The emergence of the hyper-connected classroom
Back in 1991 we saw the first interactive whiteboard. Fast forward to 2017, and digital highlighters that can wirelessly transfer printed text into an application or web browser have now become a classroom staple. The education sector is rife with innovative new devices, leading to the emergence of a hyper-connected classroom.
Part of the reason for this is that students of this generation are digital natives, with the devices they own and applications they use being key to how they live and experience the world. As such, they’re keen to see the same level of connectivity they experience at home in their place of learning.
From an educator’s perspective, bringing technology into the learning experience can help provide teaching that is practical, and in sync with the type of roles students will be competing for when they leave education. But what are the day-to-day benefits of a connected classroom environment?

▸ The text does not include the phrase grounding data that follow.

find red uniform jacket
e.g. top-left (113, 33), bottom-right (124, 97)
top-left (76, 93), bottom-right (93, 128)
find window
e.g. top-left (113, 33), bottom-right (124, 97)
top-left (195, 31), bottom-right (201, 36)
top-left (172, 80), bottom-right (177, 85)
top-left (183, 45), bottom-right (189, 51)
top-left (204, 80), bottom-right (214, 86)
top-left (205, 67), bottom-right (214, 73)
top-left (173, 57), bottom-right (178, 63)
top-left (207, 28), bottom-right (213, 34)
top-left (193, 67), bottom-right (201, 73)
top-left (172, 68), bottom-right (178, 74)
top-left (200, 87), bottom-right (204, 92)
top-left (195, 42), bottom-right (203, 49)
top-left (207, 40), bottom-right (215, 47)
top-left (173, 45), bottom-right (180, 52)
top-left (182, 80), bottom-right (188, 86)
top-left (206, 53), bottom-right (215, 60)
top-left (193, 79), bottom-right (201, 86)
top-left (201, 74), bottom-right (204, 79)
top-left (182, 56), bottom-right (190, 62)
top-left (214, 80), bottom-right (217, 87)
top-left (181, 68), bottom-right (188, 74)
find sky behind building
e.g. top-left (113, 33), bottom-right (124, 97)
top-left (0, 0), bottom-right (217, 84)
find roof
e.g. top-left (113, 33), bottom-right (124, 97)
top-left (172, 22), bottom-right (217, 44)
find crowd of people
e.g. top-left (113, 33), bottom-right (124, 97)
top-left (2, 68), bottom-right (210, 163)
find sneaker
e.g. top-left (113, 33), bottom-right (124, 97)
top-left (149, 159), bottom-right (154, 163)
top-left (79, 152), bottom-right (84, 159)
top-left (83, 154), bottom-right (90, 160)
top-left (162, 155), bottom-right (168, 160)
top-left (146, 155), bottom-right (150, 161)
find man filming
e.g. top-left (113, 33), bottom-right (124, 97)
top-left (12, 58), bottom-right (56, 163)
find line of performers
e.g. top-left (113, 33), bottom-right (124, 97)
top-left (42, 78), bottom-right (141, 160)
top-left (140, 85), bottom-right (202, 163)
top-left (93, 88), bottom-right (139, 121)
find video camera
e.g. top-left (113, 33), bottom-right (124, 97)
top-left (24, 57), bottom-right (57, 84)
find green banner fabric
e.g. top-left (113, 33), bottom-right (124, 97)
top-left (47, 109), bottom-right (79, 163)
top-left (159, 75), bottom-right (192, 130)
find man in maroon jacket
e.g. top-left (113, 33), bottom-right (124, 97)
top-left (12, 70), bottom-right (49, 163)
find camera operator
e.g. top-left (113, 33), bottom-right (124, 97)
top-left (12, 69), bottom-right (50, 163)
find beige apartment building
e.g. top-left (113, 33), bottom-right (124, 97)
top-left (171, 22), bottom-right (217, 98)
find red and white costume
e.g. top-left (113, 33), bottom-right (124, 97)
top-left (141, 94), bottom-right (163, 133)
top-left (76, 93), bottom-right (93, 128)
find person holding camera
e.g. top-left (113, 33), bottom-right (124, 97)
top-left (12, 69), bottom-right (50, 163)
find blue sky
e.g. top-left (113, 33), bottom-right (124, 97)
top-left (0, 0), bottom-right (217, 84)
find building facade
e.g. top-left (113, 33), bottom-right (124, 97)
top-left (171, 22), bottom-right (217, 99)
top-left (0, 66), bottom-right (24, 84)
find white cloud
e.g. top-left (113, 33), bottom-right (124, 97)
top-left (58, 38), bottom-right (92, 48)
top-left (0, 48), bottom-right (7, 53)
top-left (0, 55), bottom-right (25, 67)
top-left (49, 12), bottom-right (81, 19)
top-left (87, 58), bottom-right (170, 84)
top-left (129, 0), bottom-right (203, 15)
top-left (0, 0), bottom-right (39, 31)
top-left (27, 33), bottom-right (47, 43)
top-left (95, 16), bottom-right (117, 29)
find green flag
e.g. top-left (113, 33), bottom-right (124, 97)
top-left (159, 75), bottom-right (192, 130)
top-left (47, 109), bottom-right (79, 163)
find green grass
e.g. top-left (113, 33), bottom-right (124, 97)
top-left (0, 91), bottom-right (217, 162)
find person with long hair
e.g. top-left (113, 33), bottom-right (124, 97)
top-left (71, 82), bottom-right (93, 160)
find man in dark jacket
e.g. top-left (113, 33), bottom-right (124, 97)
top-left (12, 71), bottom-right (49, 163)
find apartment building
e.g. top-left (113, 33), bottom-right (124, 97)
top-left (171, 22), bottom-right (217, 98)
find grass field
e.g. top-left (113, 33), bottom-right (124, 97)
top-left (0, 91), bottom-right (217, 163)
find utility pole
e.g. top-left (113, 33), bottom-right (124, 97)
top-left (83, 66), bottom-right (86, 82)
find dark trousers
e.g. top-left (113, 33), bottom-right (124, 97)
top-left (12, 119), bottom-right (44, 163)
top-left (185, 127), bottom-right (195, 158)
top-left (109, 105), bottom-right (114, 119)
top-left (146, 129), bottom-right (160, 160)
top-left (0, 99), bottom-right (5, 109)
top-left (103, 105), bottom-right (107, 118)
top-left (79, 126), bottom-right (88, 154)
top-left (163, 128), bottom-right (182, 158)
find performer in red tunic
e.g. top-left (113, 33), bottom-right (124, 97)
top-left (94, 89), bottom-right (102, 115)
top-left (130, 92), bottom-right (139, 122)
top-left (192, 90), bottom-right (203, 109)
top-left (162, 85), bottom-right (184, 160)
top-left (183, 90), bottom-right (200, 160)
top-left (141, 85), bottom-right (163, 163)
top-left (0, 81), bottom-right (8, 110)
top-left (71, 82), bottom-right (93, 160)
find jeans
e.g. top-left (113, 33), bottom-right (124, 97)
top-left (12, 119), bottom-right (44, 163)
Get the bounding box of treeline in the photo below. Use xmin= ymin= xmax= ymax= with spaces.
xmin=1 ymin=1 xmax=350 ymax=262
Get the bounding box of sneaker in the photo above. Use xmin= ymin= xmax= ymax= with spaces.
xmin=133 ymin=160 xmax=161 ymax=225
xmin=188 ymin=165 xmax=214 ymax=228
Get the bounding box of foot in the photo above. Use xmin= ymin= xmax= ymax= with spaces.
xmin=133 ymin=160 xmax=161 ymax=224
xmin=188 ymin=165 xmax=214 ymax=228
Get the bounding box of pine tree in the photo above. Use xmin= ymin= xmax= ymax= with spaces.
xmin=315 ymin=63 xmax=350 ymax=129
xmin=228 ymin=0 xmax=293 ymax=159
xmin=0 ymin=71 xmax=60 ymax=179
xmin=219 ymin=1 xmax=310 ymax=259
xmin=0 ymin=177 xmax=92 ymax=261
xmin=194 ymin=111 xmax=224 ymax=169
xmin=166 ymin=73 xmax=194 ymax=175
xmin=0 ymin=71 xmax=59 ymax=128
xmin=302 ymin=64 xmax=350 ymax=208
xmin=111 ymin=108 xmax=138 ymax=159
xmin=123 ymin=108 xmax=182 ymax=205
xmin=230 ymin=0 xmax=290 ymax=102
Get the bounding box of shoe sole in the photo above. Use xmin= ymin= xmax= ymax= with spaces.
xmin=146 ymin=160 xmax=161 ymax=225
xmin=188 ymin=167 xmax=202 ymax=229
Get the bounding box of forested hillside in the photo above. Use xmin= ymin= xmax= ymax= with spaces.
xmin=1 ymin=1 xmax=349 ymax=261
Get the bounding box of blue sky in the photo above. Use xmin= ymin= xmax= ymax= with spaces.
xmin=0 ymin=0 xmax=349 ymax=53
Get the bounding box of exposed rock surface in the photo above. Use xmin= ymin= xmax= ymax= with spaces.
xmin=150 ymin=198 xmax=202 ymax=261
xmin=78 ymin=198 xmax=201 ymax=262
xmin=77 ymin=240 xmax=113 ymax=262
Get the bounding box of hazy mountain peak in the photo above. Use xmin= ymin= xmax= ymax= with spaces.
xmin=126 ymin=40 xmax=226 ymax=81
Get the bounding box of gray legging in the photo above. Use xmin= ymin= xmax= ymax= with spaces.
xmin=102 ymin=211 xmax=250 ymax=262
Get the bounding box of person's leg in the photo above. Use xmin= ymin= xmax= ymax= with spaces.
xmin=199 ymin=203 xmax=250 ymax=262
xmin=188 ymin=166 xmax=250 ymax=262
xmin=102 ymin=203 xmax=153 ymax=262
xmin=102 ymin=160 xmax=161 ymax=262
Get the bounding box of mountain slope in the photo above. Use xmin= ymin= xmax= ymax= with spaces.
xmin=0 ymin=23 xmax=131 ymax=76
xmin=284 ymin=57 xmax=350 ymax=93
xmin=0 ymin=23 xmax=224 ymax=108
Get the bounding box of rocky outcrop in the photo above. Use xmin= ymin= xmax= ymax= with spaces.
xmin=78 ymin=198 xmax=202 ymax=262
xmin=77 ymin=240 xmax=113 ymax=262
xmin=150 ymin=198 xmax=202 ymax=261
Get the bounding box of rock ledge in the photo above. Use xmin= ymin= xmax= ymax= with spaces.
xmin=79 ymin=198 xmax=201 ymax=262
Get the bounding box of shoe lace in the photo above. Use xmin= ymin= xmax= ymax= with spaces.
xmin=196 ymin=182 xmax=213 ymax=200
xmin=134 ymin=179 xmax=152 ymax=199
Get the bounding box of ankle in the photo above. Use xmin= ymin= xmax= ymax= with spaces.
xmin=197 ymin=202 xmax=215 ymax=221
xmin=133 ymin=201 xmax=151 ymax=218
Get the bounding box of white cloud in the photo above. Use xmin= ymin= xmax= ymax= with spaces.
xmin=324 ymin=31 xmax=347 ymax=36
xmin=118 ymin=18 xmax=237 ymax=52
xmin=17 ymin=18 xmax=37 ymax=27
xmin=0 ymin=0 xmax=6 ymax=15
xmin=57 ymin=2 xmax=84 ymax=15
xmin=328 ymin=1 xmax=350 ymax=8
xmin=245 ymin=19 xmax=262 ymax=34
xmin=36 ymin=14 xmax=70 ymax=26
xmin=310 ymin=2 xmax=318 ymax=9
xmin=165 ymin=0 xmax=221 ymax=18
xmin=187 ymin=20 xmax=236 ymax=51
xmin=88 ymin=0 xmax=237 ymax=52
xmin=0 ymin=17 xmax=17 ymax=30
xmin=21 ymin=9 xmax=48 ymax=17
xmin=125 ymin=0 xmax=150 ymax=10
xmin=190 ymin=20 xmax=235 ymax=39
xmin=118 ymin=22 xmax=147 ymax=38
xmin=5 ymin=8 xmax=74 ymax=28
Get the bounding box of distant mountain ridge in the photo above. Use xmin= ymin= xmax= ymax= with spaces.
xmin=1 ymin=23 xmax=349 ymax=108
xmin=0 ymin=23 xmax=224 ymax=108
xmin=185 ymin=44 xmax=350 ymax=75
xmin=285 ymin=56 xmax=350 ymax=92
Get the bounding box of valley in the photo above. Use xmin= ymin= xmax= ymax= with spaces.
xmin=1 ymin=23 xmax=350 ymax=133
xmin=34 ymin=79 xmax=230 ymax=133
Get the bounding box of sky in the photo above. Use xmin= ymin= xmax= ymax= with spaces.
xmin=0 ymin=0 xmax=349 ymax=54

Why bring technology into the classroom?
On the one hand technology can be used to bring new efficiencies into the learning environment. We often talk about how the next five years will see the death of the red pen. What this means is that instead of marking hundreds of pages of printed coursework, teachers will be marking online using cloud services. As a result they will be able to grade work more easily. Furthermore, it enables us to provide students with more timely feedback – key to developing their skills and knowledge as soon as possible.
Bridging the skills gap means giving access to technology to the whole of the next generation, and educators can succeed in this by working with industry.
Taking this a step further, technology has incredible potential for enhancing education by enabling immersive learning. Immersive learning allows students to place their knowledge within the real-world context in which the subject matter can be applied. Take our work with the London Design and Engineering UTC for example; students at this new school were able to take part in a project where they designed a virtual reality environment that takes viewers on a journey around an Ethiopian village, as part of a project to highlight the work of the charity Water Aid.
While not every school will afford an Oculus Rift (yet!), the likes of Google cardboards and the provisioning of real world scenarios by industry leaders is helping break down the fourth wall of the classroom. With technologies such as this, education can become something that isn’t passively passed on but rather something to be interacted with.
Breaking down barriers
Where schools struggle is in being able to access the technology that will give students the experience of the technology that will define their future.
Education is going digital, and the announcement of the Government’s investment in T-Level qualifications in this year’s budget is a reflection of that new focus. However, a report by the National Audit Office in December predicted a possible £3bn cut in school budgets, meaning schools must reduce spending by 8% per pupil by 2020. This coupled with a widening skills gap begs concern for public school leavers who are at risk of not having enough opportunities to interact with the technology that will help them build the digital skills that are becoming so crucial to the UK economy.
Bridging the skills gap means giving access to technology to the whole of the next generation, and educators can succeed in this by working with industry. In February we saw Theresa May announce her new proactive industrial strategy in which she signalled her willingness to work in partnership with the private sector. However, those who will soon crave these skills have a responsibility too. Last month, for example, we announced our endorsement of OCR’s Cambridge Technicals in IT, for which we were able to contribute a project designed by students on a placement year with Fujitsu based on their real world experience.
Taking responsibility as an industry to bring technology into the classroom will support students to fulfil the digital future we’ve created for them. With this we can make the hyper-connected classroom a reality.